MG2033 / A2C

A Clearer and Simpler Synchronous Advantage Actor Critic (A2C) Implementation in TensorFlow
Apache License 2.0
183 stars 37 forks source link

Model doesn't make use of the GPU #4

Closed ahsteven closed 6 years ago

ahsteven commented 6 years ago

I have started training the model on breakout and it is a little slow. It is only using around 500 MB of the GPU. Even when increasing the number of environments to 20 the use of the GPU is the same. I think this may be the reason openAI coded their model the way they did. It uses around 7GB at least for the ACER model. I need to check for A2C.

MG2033 commented 6 years ago

One of the differences between this code and OpenAI's is these lines:

config = tf.ConfigProto(allow_soft_placement=True, intra_op_parallelism_threads=config_args.num_envs, inter_op_parallelism_threads=config_args.num_envs) config.gpu_options.allow_growth = True

These lines allow to take only the strict amount of GPU VRAM needed to run the model. So, if you increase the number of environments, this amount will not increase because the train model is just 1 model and the step model is the same allocated model on GPU (as reuse=true).

Have you compared the time for convergence between my code and theirs? I think they should be the same.

ahsteven commented 6 years ago

Well I trained the model for 2000000 iterations which as taken several days on a GTX 1070. When I run the test code to view the performance it still looks like a random agent.

How do you recommend comparing the time for convergence?

I have not been able to figure out how to view the results of the openai version.

MG2033 commented 6 years ago

I can't understand why you are having the problem of not convergence. I've trained the same model with the same parameters on pong and breakout and it converged properly. On breakout, it got a score of 800s and on pong it got 19 approximately. Could you please give me a screenshot of the TensorBoard visualization? It's saved automatically in the experiments directory.
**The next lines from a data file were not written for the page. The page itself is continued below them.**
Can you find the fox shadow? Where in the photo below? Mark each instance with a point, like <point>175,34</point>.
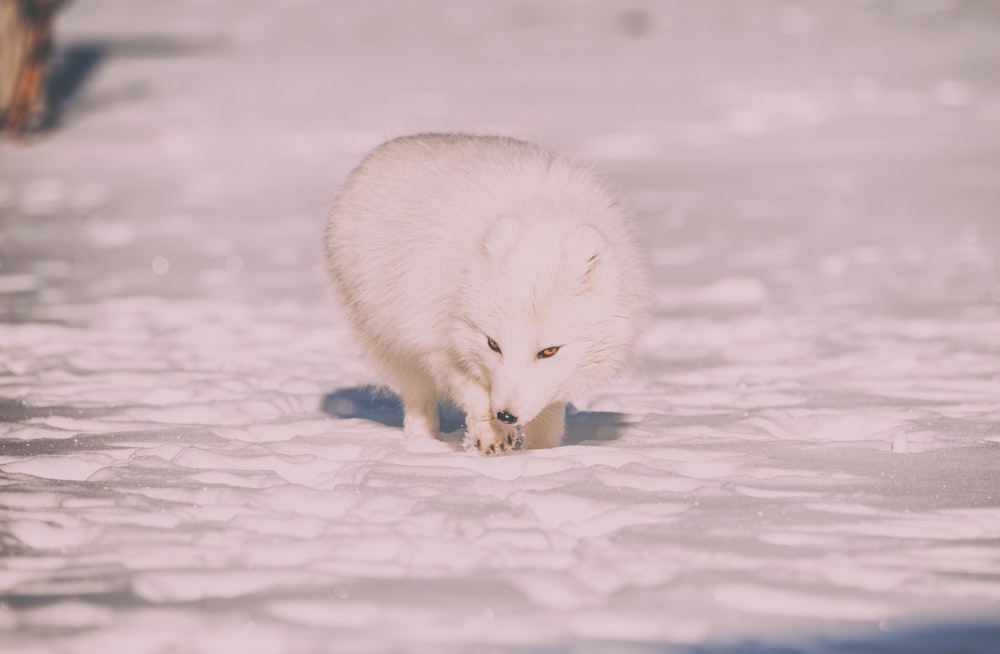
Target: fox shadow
<point>385,407</point>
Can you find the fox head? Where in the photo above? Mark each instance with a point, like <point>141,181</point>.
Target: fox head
<point>542,316</point>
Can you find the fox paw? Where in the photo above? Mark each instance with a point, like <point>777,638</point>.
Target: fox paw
<point>493,438</point>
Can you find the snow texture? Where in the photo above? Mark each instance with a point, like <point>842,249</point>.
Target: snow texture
<point>805,458</point>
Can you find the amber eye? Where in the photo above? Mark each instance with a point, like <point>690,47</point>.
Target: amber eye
<point>547,352</point>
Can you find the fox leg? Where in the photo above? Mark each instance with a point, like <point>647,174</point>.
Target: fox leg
<point>420,406</point>
<point>547,429</point>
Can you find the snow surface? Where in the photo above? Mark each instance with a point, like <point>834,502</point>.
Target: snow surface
<point>805,458</point>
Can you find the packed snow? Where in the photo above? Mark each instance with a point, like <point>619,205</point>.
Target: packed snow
<point>805,456</point>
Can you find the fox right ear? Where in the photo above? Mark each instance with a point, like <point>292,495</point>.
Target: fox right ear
<point>501,236</point>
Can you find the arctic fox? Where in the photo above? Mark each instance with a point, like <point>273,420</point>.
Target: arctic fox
<point>487,272</point>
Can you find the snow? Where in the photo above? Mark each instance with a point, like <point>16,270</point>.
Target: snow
<point>805,457</point>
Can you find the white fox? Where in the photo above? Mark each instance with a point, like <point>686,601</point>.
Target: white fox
<point>490,273</point>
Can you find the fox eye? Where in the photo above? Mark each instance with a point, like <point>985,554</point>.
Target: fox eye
<point>548,352</point>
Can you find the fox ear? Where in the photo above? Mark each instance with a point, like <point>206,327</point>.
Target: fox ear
<point>501,236</point>
<point>585,251</point>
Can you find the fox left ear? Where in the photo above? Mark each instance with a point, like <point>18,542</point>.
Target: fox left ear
<point>585,250</point>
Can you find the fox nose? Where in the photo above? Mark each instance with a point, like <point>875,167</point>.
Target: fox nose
<point>504,416</point>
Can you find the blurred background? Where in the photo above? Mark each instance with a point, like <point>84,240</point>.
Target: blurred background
<point>247,115</point>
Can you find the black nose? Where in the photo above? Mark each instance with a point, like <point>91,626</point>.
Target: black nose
<point>503,416</point>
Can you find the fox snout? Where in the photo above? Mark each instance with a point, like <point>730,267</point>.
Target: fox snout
<point>506,417</point>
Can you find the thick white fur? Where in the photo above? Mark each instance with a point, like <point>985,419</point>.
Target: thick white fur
<point>439,242</point>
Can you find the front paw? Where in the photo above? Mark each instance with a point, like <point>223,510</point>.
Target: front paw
<point>493,437</point>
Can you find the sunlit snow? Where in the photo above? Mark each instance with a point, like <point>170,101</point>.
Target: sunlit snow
<point>804,458</point>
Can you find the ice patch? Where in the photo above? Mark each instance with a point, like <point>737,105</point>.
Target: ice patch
<point>773,601</point>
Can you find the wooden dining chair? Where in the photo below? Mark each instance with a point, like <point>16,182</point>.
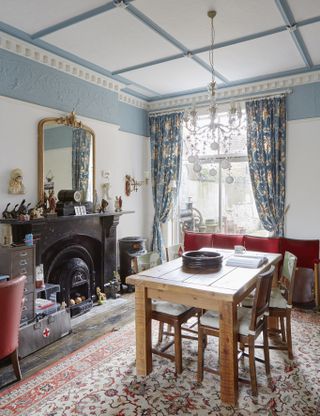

ahsteven commented 6 years ago

Ok, something strange is happening. Here is the output of tensorboard. I wonder if hitting control Z is throwing things off. Now when I just run the test code creating the mpeg video the performance is really bad. However from the tensorboard it looks like the performace would have been good at some points.

On Tue, Mar 20, 2018 at 8:34 AM, Mostafa Gamal notifications@github.com wrote:

I can't understand why you are having the problem of not convergence. I've trained the same model with the same parameters on pong and breakout and it converged properly. On breakout, it got a score of 800s and on pong it got 19 approximately. Could you please give me a screenshot of the TensorBoard visualization? It's saved automatically in the experiments directory.

— You are receiving this because you authored the thread. Reply to this email directly, view it on GitHub https://github.com/MG2033/A2C/issues/4#issuecomment-374581322, or mute the thread https://github.com/notifications/unsubscribe-auth/AJsMv1Wo9xwqxUgSLYOycBRi8AuXBLcHks5tgPdPgaJpZM4SvBQ3 .

MG2033 commented 6 years ago

Where is the output? it's not visible. If you want to pause the code to resume it later, press CTRL+C not CTRL+Z.

ahsteven commented 6 years ago

selection_002

MG2033 commented 6 years ago

This is very strange and very rare to happen. The model suddenly drops in performance at the same time you would like to measure the performance which is already bad. The drop is unexplainable to me as I only tested the model with max. 4 parallel agents.

My advice is that don't interrupt the code during training except using CTRL+C which allows saving a checkpoint.

ahsteven commented 6 years ago

So I started training again with 4 environments. I used ctl-C to stop training. I get an error which might indicate a problem. After this the tensorboard reward drops to zero after reloading checkpoint.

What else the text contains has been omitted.